In 2016, Copenhagen Business School researchers concluded that the route could become easily accessible to container ships at some point within the next 25 years. “The six years with the lowest observed summer sea ice extent have all occurred within the last decade. New forecast models are continuously bringing forward expectations of ice-free summers in the Arctic, creating a significant potential for previously impossible maritime activities,” they wrote.

 

But with Russia and China pushing ahead, the Arctic route could become a real alternative much more quickly than many initially assumed. Temperatures in the Arctic have reached up to 85 degrees Fahrenheit (30 Celsius) during some recent summer days, and a prolonged heat wave would mean that container ships would no longer need expensive icebreakers to clear paths for them. So far, cargo vessels on the Arctic route are also required to have a thicker hull than ordinary container ships, which has limited the amount of goods they can carry. In the future, the sea north to Russia may become accessible to more ordinary and bigger ships, too.

 

Being able to reach Europe within two weeks would make shipping roughly as fast as the railway route that is increasingly popular among Asian and European companies because of its speed. Cargo trains need about 14 days to go from eastern China to Central Europe. Experts say the journey eventually may take only about 10 days once infrastructure improvements are completed. But sending goods via train is twice as expensive as shipping them.

 

China and Russia have been pushing ahead with their search for alternatives to the southern shipping route via the Suez Canal in recent years, as tensions in the South China Sea have mounted.

 

For Russia, the northeastern Arctic route would also be a welcome revenue source. Given that the route passes along vast stretches within Moscow’s exclusive economic zone, companies seeking to use it would be billed by the Russian government. And even though very few ships actually use the route now, the Kremlin has ambitious plans for its alternative to the Suez Canal. It is currently eyeing the shipment of 80 million tons of goods by the middle of the next decade.

 

Meanwhile, China’s ambitions in the Arctic are both economic and political. With its $1 trillion Belt and Road Initiative, Beijing is seeking to invest in infrastructure routes across the world to boost its exports and to build economic hubs.
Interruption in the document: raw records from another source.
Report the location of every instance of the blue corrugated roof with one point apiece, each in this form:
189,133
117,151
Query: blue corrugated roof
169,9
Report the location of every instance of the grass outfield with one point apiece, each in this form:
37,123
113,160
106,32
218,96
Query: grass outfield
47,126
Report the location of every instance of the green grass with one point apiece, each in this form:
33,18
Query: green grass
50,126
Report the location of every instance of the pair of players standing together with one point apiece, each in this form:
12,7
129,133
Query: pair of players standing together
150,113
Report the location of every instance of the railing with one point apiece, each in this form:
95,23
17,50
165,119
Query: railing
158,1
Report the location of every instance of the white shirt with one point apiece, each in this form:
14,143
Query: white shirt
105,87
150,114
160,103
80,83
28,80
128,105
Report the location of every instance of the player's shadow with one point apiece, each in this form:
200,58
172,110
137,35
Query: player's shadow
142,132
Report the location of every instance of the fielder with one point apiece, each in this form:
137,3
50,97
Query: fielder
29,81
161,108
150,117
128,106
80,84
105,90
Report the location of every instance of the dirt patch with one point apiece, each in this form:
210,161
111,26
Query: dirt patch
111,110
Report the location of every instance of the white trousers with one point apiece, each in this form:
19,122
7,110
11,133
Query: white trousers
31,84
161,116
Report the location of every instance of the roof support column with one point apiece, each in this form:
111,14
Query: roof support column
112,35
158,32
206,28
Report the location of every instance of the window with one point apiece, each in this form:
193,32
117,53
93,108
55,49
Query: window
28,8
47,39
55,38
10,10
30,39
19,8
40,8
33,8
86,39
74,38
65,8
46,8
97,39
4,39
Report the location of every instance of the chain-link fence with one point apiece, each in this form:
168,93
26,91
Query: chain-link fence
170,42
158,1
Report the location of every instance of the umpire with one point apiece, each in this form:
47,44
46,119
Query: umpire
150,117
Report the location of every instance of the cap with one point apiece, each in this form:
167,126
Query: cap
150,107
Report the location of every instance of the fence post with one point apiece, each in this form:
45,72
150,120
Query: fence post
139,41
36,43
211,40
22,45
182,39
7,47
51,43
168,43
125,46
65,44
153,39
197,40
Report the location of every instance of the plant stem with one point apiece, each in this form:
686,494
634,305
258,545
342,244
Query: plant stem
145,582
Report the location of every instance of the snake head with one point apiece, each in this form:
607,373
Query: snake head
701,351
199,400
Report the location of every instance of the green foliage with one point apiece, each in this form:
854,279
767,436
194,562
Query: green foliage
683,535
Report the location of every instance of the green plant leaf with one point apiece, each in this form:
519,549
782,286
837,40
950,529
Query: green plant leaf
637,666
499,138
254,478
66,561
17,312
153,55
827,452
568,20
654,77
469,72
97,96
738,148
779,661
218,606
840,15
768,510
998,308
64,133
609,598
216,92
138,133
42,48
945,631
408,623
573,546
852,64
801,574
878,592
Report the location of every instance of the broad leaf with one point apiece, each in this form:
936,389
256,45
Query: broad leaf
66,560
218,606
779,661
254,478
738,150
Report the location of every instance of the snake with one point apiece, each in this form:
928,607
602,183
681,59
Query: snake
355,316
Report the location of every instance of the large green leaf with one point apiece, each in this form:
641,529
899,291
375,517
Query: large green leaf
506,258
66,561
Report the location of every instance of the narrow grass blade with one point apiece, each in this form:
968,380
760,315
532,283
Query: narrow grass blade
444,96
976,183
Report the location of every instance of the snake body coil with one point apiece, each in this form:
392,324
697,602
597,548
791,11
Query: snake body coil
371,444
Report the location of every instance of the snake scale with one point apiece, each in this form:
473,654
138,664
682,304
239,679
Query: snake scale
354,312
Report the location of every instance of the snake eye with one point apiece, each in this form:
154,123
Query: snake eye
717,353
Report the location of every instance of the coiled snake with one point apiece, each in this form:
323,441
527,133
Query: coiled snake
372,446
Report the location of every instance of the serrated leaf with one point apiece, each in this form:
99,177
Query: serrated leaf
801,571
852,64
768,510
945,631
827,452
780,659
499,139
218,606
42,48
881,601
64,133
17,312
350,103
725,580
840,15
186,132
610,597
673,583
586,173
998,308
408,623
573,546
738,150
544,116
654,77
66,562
A quicker shipping route to Europe would naturally fit into those efforts and was included in a white paper published by Beijing in January.

 

In its January publication, China called itself a “near-Arctic state,” even though it is located about 1,000 miles from the Arctic, and called for a “Polar Silk Road.” Amid Beijing’s territorial claims in the South China Sea, concerns have mounted that China might be increasingly willing to defend its trade interests with military might, even though experts say that a similar scenario in the Arctic Sea is unlikely, at least in the near future.

 

The northern route would also give China an alternative to a southern route dominated by U.S. allies.

 

“China assumes that it will clash with the United States at some point,” said Thomas Heberer, a China expert with the University of Duisburg-Essen. “And in case the United States decides to block its trade routes in the South China Sea, it needs an alternative.”